Forensics: Universities are exploring the use of science and technology in the process of investigating a cyber incident to maximize the effectiveness of proving the perpetrator has committed the malicious act in a court of law. For example, computational models and heuristic algorithms are being developed to improve the overall effectiveness of a cyber crime scene investigation procedure in Digital Forensics.

Human Centric Security: Human-centric places the human front and center. Data is more valuable to the user when it’s at the point of access, when it’s being displayed and/or used by a person. That’s also when it’s most vulnerable. Making certain that the data is available and protected at the point of contact between human and information is vital. Research in this area includes phishing, password cracking, biometrics, whitelisting, human factors, trusted collaborative computing, and user authentication across cyberspace.

Network Security: This is a tried and true area of research with deep roots all the way back to the Orange Book days. It will always be with us as long as we have networks. Classic examples include covert communication analysis, secure data architecture, attack path complexities, attack defense development, resilience, intrusion detection systems, protocol vulnerability discovery and risk and vulnerability analysis. With the ever-changing landscape of technology, this research area remains essential to overall security.

Prevention, Detection and Response: Closely related to Network Security, this area peels the onion back a bit more and explores deep into network intrusion detection, attribution, social media analytics, visual analytics, recovery, assessing relationships in hacking and personality traits, psycholinguistics, and tracking sensor networks. It focuses on deployable tactical solutions to harden networks against adversary attacks.

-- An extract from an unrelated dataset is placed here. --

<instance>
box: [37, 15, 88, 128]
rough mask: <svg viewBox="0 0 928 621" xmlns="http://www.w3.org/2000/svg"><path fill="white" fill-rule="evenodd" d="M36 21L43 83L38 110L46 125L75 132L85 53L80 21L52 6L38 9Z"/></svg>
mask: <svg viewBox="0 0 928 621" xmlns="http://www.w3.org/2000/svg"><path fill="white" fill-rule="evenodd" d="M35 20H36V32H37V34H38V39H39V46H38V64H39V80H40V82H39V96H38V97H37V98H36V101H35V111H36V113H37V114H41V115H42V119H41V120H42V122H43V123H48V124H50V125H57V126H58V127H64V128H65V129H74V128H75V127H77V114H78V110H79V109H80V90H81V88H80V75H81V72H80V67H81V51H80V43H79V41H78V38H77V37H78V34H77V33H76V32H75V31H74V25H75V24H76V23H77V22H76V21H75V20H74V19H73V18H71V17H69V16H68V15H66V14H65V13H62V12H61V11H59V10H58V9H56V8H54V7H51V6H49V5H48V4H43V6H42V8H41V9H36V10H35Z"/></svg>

Policy & Law: An increasing area of research across many universities, policy and law is addressing aspects of criminal activities, information privacy, free speech, commerce, international collaboration, intelligence, counterterrorism and national security. Impacts on cyber insurance and setting the norms for legal litigation hang in the balance.

Secure Software: Security flaws and vulnerabilities are all too common in software today. Many universities are conducting research to identify and prevent security flaws during development, where it is much more cost effective than in the test phase or post-deployment.

University cyber security research is healthy. These topic areas merely scratch the surface of broad spectrum research. It appears that cyber security is on everyone’s research radar. Funding is rich. Topics are abundant. The next step is to identify the leading cyber security research in critical areas and implement concrete solutions.